A majority of the interviewees had been imprisoned at Ravensbrück, a concentration camp for women and children located 90 km north of Berlin. Many survivors had been transferred from camp to camp during the war, and the interviews also detail events and experiences from a number of other concentration camps, including Auschwitz, Bergen-Belsen, Dachau, Majdanek, Neuengamme, and Sachsenhausen.

Here are three examples, showing the width of the recorded experiences:

  • Interview 23: Leonarda Dal-Trozzo, 63 years old, Catholic, imprisoned at Ravensbrück

  • Interview 79: Urszula Kierska, 20 years old, Catholic, imprisoned at Majdanek and Ravensbrück

  • Interview 497: Genek Granek, 16 years old, Jewish, imprisoned at Auschwitz-Birkenau and Bergen-Belsen.

Personal belongings in the camps

It was strictly forbidden to own personal belongings at the concentration camps. At arrival, prisoners had to hand over all their possessions. Yet inmates managed to smuggle and keep some items, such as letters and photographs of their beloved ones. Other things were illegally produced in the camps, made of materials that were “organized” as the inmates called it, meaning materials that they in different ways got their hands on, and then traded with one and other. At Ravensbrück, notebooks, poetry books, and school material for adults and children were illegally produced inside the camp. A majority of the inmates were Polish, and in strict secrecy they were studying Polish history and literature, but also learning English, German and French.
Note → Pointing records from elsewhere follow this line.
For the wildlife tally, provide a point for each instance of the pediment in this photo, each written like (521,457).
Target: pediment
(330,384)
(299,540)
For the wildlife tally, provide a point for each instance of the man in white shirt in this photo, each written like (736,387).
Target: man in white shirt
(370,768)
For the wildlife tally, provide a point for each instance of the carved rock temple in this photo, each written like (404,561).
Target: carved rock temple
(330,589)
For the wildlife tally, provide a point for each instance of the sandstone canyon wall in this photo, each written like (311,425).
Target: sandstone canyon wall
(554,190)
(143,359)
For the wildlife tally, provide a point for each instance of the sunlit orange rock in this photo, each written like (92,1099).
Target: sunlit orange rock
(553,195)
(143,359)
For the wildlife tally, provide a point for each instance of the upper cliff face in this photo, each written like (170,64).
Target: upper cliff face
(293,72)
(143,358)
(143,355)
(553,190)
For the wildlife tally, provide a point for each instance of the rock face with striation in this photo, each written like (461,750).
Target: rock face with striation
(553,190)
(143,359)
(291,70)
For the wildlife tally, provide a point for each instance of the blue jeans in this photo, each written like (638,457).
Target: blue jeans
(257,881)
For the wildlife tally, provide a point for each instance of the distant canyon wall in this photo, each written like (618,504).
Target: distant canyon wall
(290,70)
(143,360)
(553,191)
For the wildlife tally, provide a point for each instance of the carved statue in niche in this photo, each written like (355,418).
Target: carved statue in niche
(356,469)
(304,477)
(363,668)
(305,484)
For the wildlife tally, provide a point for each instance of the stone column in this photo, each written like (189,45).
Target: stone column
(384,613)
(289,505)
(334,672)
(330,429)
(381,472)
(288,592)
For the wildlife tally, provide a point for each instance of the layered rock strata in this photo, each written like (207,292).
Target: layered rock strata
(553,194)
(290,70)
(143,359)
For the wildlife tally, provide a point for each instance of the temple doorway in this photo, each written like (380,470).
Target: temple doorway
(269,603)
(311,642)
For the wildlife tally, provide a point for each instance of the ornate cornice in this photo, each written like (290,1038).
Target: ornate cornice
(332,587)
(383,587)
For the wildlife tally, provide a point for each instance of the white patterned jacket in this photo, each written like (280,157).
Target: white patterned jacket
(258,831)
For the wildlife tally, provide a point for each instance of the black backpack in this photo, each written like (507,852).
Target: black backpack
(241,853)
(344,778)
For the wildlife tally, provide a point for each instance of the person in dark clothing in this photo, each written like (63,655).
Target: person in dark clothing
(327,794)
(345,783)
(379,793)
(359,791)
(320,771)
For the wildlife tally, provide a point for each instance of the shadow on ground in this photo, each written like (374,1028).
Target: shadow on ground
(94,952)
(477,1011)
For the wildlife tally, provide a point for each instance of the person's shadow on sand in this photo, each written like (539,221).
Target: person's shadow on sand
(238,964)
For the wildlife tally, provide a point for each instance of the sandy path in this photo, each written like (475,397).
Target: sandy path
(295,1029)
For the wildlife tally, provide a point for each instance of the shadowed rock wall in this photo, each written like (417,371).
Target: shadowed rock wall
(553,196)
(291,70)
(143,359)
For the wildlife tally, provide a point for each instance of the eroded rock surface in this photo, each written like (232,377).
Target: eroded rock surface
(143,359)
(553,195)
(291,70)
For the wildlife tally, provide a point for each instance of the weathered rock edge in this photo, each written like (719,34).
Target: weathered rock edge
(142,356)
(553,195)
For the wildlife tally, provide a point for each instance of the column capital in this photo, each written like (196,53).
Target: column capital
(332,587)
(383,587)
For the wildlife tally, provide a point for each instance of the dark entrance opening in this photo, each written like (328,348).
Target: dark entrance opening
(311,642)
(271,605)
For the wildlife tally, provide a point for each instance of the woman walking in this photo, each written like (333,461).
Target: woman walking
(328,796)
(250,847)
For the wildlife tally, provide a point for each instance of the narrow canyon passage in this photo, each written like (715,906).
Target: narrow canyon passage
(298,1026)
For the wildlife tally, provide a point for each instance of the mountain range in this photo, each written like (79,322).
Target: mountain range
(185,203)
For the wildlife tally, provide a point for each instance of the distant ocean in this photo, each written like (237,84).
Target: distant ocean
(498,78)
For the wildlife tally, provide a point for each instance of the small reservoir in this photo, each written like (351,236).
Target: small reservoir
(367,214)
  • School book, containing an English vocabulary, as well as poetry and notes on executions in the Ravensbrück concentration camp.

  • Collection of poems written by Nazi concentration camp prisoners.

Medical experiments in the camps

In Nazi Germany, medical experiments were carried out on humans. At Ravensbrück concentration camp, approximately 80 young and healthy women were selected for surgical experiments. The experiments were officially motivated by the German war losses; modern penicillin was not yet available, and many German soldiers were dying of gangrene and infected wounds. Trying to find alternative drugs that could cure infections, the Nazis deliberately cut and infected leg bones and muscles with bacteria, for example by introducing  pieces of wood or glass into the wounds. The victims of the experiments were nicknamed króliki or Kaninchen – “little rabbits” – since that was how they were treated: like human laboratory animals.

Letters sent from the camp were read and censured by the Nazis, but some prisoners managed to inform their families and the world about the medical experiments by using human urine as an invisible ink. Several letters were written in this way and the archive holds one of them. Janina Iwanska was planning an escape and wrote a secret message on an envelope addressed to her father. The letter inside the envelope contained several clues, suggesting that the envelope held more information than could be seen with the naked eye. Since the letter has no censorship stamp, it was most probably smuggled out and posted by prisoners working at factories outside the camp.